He wondered if that included the kiss, but he didn't want to hear that it did. He sat on the bed next to her, for lack of any other furniture to sit on, and sighed. The corner held the barely adequate sanitary facility - a small continuous waterfall for drinking and washing, and the drain beneath for waste. There was absolutely nothing else of interest in the plain stone walls. If Thor didn't finish his quest quickly, Loki was going to go utterly mad of boredom.

He tapped his fingers on his knee, before pulling the dagger from beneath his vambrace to twirl it in one hand.

Sif eyed this activity. "Can you get us out?" she asked only a few minutes later.

He held the dagger up before him, narrowing his eyes, to concentrate on his sense of the Realm's structure. Nidavellir's heart burned fierce, and there were stress cracks on the surface and down deep, but nothing he would want to attempt without a much greater need. "Back to Asgard? I would need to find a gap in Yggdrasil and I sense none close."

"I meant out of the cell?"

He arched a brow at her and a deliberate glance up at the ceiling. "A bit early to plan our escape, is it not? Thor and Fandral may succeed." Of course, they'd probably also start a war with the Alfar, but Loki did not actually doubt that Thor would return with Eitri's stone.

She plucked the dagger from his hand and laid it on her other side so he could no longer twirl it. "I know you will be increasingly insufferable, and I would like to know I have another option than gutting you like a fish to make you shut up."

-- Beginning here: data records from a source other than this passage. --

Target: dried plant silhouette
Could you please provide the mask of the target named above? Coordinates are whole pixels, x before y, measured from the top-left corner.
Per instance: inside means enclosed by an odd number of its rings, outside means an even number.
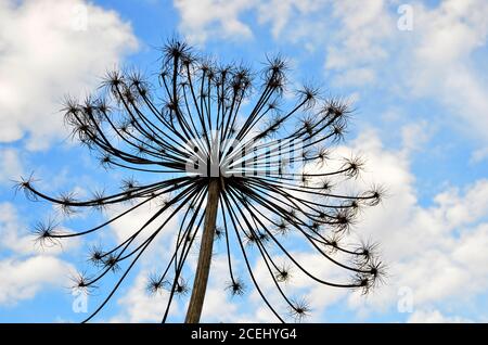
[[[201,58],[178,40],[170,40],[162,55],[157,85],[140,73],[111,72],[97,95],[81,103],[68,98],[64,108],[73,137],[105,168],[156,182],[127,178],[118,192],[98,191],[89,200],[75,193],[49,196],[33,177],[17,183],[29,199],[48,201],[67,215],[86,207],[126,207],[78,232],[40,222],[35,234],[43,245],[103,231],[144,205],[157,206],[115,246],[90,251],[93,273],[74,277],[74,288],[89,293],[110,274],[117,281],[85,321],[107,304],[163,231],[174,233],[172,252],[147,282],[150,293],[166,296],[163,322],[175,297],[190,291],[185,322],[200,322],[215,259],[228,267],[223,290],[237,296],[254,286],[281,322],[300,321],[312,308],[307,299],[290,295],[287,282],[294,276],[363,293],[381,282],[384,266],[376,244],[346,240],[359,210],[383,196],[377,187],[341,192],[363,167],[359,157],[333,158],[350,114],[347,102],[323,99],[312,87],[287,97],[281,58],[268,59],[257,74]],[[170,221],[178,227],[169,227]],[[213,258],[215,242],[224,258]],[[310,265],[296,255],[298,243],[321,258],[319,266],[336,273],[328,279],[317,273],[317,260]],[[192,248],[200,248],[195,270],[189,266]]]

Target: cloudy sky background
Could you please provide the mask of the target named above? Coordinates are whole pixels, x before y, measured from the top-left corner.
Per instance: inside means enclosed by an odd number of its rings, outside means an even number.
[[[313,81],[355,102],[339,152],[362,153],[368,168],[359,183],[381,181],[389,195],[364,212],[355,232],[382,243],[390,277],[368,297],[296,277],[312,302],[308,321],[487,322],[486,17],[485,0],[0,0],[0,322],[85,317],[73,310],[67,273],[86,261],[87,243],[35,247],[28,229],[50,206],[14,195],[11,180],[35,171],[48,192],[81,194],[117,180],[66,140],[61,101],[87,94],[114,66],[156,72],[157,47],[175,34],[257,68],[267,53],[281,52],[293,82]],[[121,237],[149,212],[104,239]],[[159,239],[97,321],[160,320],[165,297],[147,296],[144,286],[170,240]],[[273,321],[255,293],[226,295],[221,261],[218,255],[213,264],[203,320]],[[89,298],[89,310],[102,295]],[[183,314],[178,301],[172,320]]]

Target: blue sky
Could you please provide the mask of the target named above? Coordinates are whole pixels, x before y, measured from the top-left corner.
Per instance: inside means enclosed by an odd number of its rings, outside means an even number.
[[[89,243],[114,241],[128,225],[63,250],[35,248],[28,229],[51,208],[14,195],[11,180],[35,171],[51,192],[118,180],[66,140],[60,102],[93,90],[114,65],[157,71],[157,48],[174,35],[256,68],[280,52],[292,85],[312,81],[354,101],[338,152],[361,152],[368,168],[360,183],[382,181],[389,194],[364,212],[355,233],[382,243],[390,277],[368,297],[298,281],[313,301],[309,321],[486,322],[487,15],[484,0],[0,0],[0,322],[84,318],[73,311],[66,272],[84,265]],[[164,301],[143,286],[163,242],[97,321],[160,319]],[[255,293],[226,295],[220,266],[217,259],[204,320],[273,321]],[[103,292],[90,296],[89,310]],[[183,303],[171,320],[181,320]]]

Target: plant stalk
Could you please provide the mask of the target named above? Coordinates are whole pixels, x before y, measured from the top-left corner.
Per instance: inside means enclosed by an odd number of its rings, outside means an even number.
[[[210,271],[219,194],[219,179],[210,178],[210,182],[208,183],[207,206],[205,208],[204,230],[200,245],[198,264],[196,266],[192,296],[184,319],[185,323],[198,323],[202,315],[205,291],[207,290],[208,273]]]

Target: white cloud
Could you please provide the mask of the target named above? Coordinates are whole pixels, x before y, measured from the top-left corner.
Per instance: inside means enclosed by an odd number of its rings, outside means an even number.
[[[11,183],[23,173],[23,166],[15,149],[0,150],[0,184]]]
[[[195,43],[209,36],[218,38],[249,38],[252,29],[240,15],[255,5],[254,0],[175,0],[180,12],[180,30]]]
[[[465,323],[473,322],[460,317],[446,317],[439,310],[418,310],[413,312],[409,322],[411,323]]]
[[[465,188],[447,188],[429,205],[421,205],[410,167],[410,154],[415,150],[410,136],[421,138],[423,135],[422,126],[412,126],[403,127],[403,145],[396,151],[384,148],[373,130],[364,131],[350,145],[338,149],[338,153],[345,156],[360,151],[368,159],[367,171],[356,184],[368,188],[375,181],[387,188],[388,197],[382,205],[363,212],[354,233],[381,243],[382,258],[389,266],[389,278],[386,285],[365,298],[360,293],[318,285],[295,269],[286,290],[292,296],[306,294],[312,303],[313,314],[306,321],[328,321],[322,312],[337,304],[348,306],[361,320],[367,320],[372,314],[391,312],[391,320],[397,321],[466,321],[457,314],[463,312],[464,303],[488,289],[488,254],[484,250],[488,246],[488,180],[478,180]],[[162,251],[168,247],[169,242],[166,241],[166,245],[159,242]],[[297,252],[296,256],[319,277],[335,281],[344,279],[341,272],[329,269],[330,266],[324,265],[323,258],[317,255]],[[229,280],[226,263],[220,259],[222,257],[218,256],[213,261],[202,320],[277,321],[251,281],[245,296],[229,298],[222,289],[223,282]],[[194,267],[193,259],[191,266]],[[242,277],[247,277],[242,263],[237,267]],[[264,291],[268,292],[269,299],[277,303],[279,310],[285,310],[275,288],[267,278],[266,267],[257,265],[255,274]],[[163,302],[150,306],[152,299],[145,296],[143,281],[143,278],[138,278],[134,288],[119,299],[125,320],[160,319]],[[412,315],[396,314],[401,288],[409,288],[413,293]],[[179,317],[183,316],[183,305],[176,310]],[[448,315],[441,318],[440,312]],[[483,318],[483,310],[478,312]]]
[[[26,259],[0,260],[0,304],[33,298],[40,290],[65,283],[70,267],[53,256],[39,255]]]
[[[84,94],[137,48],[129,24],[85,0],[0,3],[0,142],[64,137],[61,101]]]

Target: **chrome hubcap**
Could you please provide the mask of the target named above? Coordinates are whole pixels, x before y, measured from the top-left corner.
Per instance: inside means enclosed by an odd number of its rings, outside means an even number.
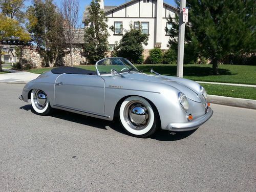
[[[45,109],[48,101],[46,94],[42,91],[39,90],[35,92],[33,99],[35,106],[39,110]]]
[[[146,127],[150,119],[150,113],[146,105],[139,101],[130,102],[125,106],[124,117],[129,126],[136,130]]]

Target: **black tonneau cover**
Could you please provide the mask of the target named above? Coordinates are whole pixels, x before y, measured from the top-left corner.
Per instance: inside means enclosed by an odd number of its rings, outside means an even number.
[[[52,73],[54,73],[55,74],[62,74],[62,73],[80,75],[97,74],[97,73],[95,71],[71,67],[57,67],[52,69],[51,71]]]

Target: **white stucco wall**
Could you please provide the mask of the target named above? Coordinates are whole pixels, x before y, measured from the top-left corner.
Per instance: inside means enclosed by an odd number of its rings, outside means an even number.
[[[169,14],[174,17],[175,10],[164,4],[162,6],[162,11],[160,12],[161,15],[157,15],[157,2],[150,0],[150,3],[143,3],[143,0],[140,0],[139,3],[139,1],[127,4],[126,6],[122,6],[106,14],[106,16],[109,18],[108,22],[109,28],[112,26],[114,26],[115,22],[122,22],[123,34],[124,34],[125,33],[124,30],[128,30],[130,29],[129,25],[131,22],[132,23],[133,26],[134,22],[138,21],[140,22],[149,22],[148,45],[147,46],[144,46],[144,49],[151,49],[154,48],[157,42],[157,36],[161,35],[160,38],[158,38],[161,39],[161,42],[162,42],[161,49],[167,49],[167,45],[169,37],[166,35],[165,30],[167,23],[166,17],[168,17]],[[161,26],[156,26],[157,17],[158,16],[160,17],[162,19]],[[158,34],[157,34],[157,27],[161,28],[160,30],[158,30]],[[115,41],[119,42],[122,38],[121,35],[114,35],[114,32],[109,29],[109,33],[111,35],[108,38],[109,44],[110,45],[115,44]]]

He thought about making a jest about the bed being her other choice for entertainment, but she seemed too ill-humored at the moment to appreciate it. Rising, he went back to the door to examine it. It was metal alloy, not uru thank the Norns, but probably too dense to teleport through. Perhaps he could use seidr in the lock to release it…

He feathered a touch, experimenting, not intending to actually open the door yet, just to see if he _could_.

The tendril touched something he didn't expect to find here, a counter-spell ward that reacted violently to his attempt to escape.

It hurled him off his feet, slamming him into the low ceiling. The shock of the blow was a curtain over his senses for a moment, before he blinked himself back to awareness. He was on the floor, in an ungainly heap, and as the shock wore off, the pain struck. "Oh, Ancestors. Ow."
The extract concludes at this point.